I was very impressed and touched by the "Tough Times In Healthcare" Letter to the Editor in the March 2002 issue of JONA (Volume 32, Number 3, page 122). There is, however, something I would like to add to that author's focus.
To borrow an idea from continuous quality improvement, we need to have a long-term nursing shortage solution that includes solving the problem "upstream." Attracting new people into the profession is, while clearly necessary and appropriate, a short-term and "downstream" response.
It seems imperative, especially for acute care hospitals, to solve the problems that helped to create the shortage in the first place, namely, understaffing (prior to a shortage) and lack of support systems. Nurses, working in an environment in which they had to care for too many patients, lacked available supplies, accessed medications with outmoded pharmacy systems-those nurses are the ones who have told others (children, relatives, friends, and acquaintances) not to seek nursing as a profession. In essence, acute care hospitals (financial burdens very well understood) have, in many instances, reaped what they have sowed.

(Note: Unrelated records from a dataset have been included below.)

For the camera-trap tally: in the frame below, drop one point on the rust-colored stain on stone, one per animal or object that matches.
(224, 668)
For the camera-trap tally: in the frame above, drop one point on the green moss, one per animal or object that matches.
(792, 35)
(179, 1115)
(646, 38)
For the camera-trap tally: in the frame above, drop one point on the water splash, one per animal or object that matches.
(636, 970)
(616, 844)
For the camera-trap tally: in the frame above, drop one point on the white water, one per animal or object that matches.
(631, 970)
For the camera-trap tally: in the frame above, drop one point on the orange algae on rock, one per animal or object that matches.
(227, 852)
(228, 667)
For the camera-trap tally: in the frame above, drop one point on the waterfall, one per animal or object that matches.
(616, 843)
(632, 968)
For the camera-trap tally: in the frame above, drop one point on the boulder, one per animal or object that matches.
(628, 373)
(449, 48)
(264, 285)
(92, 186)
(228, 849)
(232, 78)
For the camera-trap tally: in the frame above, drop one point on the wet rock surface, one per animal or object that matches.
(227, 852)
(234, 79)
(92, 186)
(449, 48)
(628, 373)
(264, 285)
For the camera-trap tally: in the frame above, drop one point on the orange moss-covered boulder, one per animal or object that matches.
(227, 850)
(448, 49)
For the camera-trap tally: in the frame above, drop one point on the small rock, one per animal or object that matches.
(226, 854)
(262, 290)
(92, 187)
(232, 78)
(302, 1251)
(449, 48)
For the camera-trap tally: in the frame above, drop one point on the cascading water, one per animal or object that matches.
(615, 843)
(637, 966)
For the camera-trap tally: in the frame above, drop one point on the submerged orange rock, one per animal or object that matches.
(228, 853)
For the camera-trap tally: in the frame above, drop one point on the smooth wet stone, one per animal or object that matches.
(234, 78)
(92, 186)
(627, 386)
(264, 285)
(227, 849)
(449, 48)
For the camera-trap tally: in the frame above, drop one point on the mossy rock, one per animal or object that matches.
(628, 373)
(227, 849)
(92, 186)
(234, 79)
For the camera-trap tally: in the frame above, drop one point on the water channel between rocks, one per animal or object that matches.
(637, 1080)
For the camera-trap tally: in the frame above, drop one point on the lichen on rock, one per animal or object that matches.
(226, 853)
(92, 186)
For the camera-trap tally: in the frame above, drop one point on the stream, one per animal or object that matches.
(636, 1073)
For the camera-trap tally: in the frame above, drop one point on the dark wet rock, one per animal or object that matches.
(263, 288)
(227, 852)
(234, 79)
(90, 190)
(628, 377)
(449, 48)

The shortage will not be solved if the only approach is recruitment. The problems "upstream" of inadequate budgeted care hours and lack of support systems need to be addressed simultaneously or the "recruits" will not be "retained." Hopefully, organizations see that nurses are their best marketers, can increase patient satisfaction, can spread by word-of-mouth what a great place "their hospital" is to work. Not only do nurses keep patients coming back to hospitals (which helps the bottom line), but also they are the best recruiters for the profession. There is something to be said and hoped for in solving the problem "upstream."